1. Select the cationic lipid reagent that is likely to result in highest transfection efficiency for your cell type. Please refer to the Transfection Reagent Selection Guide (https://www.thermofisher.com/us/en/home/life-science/cell-culture/transfection/transfection-reagent-application-table.html) to make the right choice.
2. Optimize the cationic lipid reagent and DNA amounts. The most important parameter after the condition of the cells is the ratio of lipid to DNA.
3. Do not use serum during complex formation. Serum may contain components that could interfere with complex formation. We recommend using Opti-MEM™ I Reduced-Serum Medium for optimal complex formation. However, serum-free DMEM or serum-free RPMI 1640 Medium can be used, keeping in mind that the efficiency of complex formation may not be as high as with Opti-MEM™ I Reduced-Serum Medium.
4. Do not use antibiotics, EDTA, citrate, phosphate, chondroitin sulfate, hyaluronic acid, dextran sulfate, or other sulfated proteoglycans in the medium used to prepare the DNA-cationic lipid reagent complexes.
5. Cell density should be from 50% to 80% confluency at the time of transfection (for Lipofectamine™ 2000, we recommend >90% confluency). Cells should be in the mid-log growth phase. For better consistency of results between transfection experiments, it would be best to accurately count your cells with a hemocytometer or with the Countess™ II FL Automated Cell Counter (Cat. No. AMQAF1000).
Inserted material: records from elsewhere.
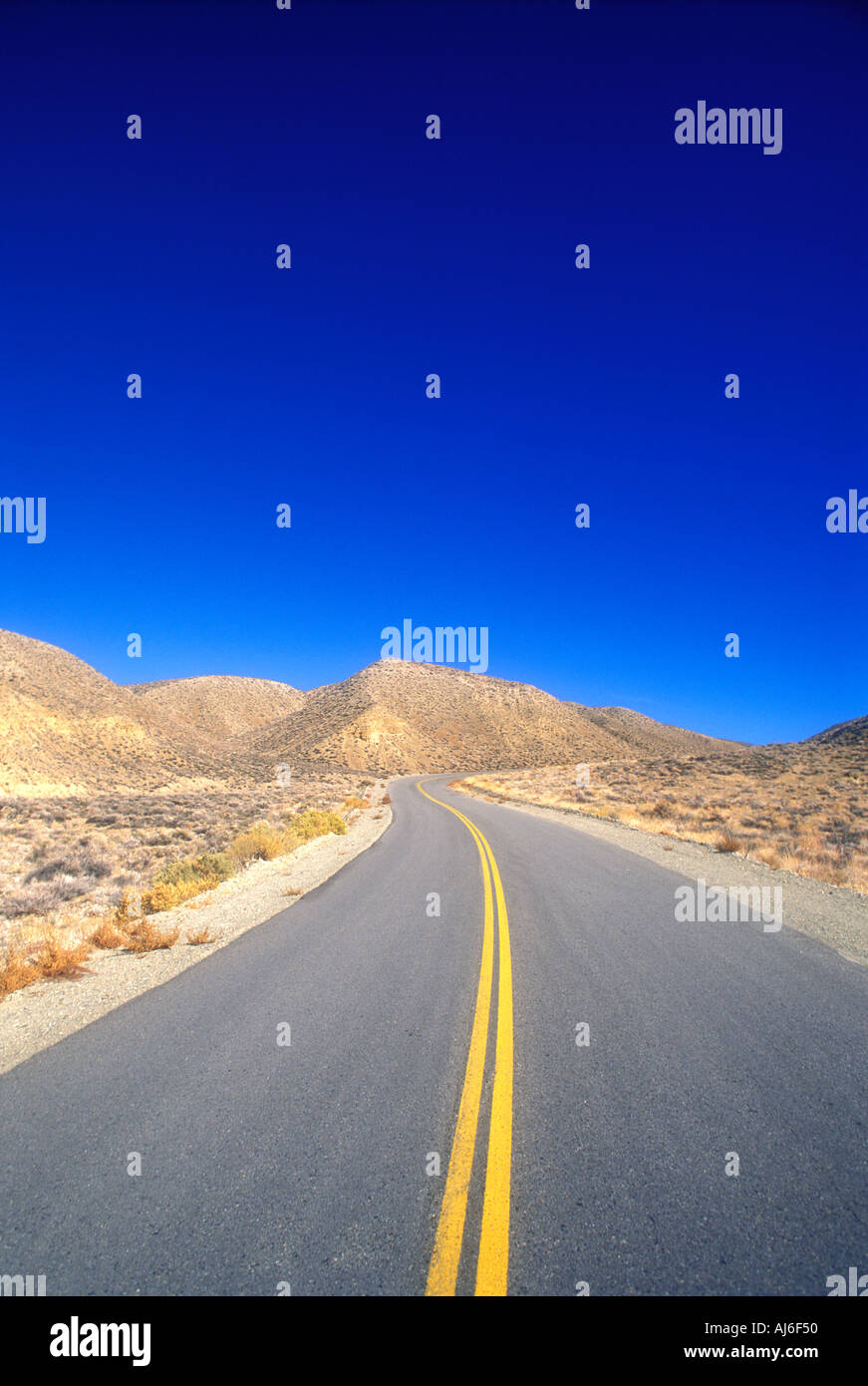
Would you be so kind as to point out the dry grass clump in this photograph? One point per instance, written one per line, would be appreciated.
(800, 809)
(145, 935)
(50, 956)
(65, 863)
(203, 934)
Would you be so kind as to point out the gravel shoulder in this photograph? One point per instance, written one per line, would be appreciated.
(829, 913)
(47, 1012)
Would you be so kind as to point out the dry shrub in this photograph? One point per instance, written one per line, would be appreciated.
(145, 935)
(107, 934)
(316, 822)
(727, 843)
(17, 970)
(258, 843)
(163, 895)
(203, 934)
(50, 956)
(57, 956)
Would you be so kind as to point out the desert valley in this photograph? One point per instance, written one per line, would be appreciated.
(121, 802)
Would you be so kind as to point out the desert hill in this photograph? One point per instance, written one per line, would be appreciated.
(396, 717)
(65, 728)
(843, 734)
(220, 704)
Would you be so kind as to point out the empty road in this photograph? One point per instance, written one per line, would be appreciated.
(433, 1123)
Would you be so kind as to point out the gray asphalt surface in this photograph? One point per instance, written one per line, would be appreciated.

6. Make sure that the promoter-enhancer of the transfected DNA is compatible with the target cell type.
7. Do not use a cationic lipid reagents that has been frozen or stored in a section of the refrigerator where the temperature is below 4 degrees C.
8. Include a positive control for the transfection assay (for example, Cat. No. A14146 for plasmid DNA transfection and Cat. No. 14750100 for siRNA transfection).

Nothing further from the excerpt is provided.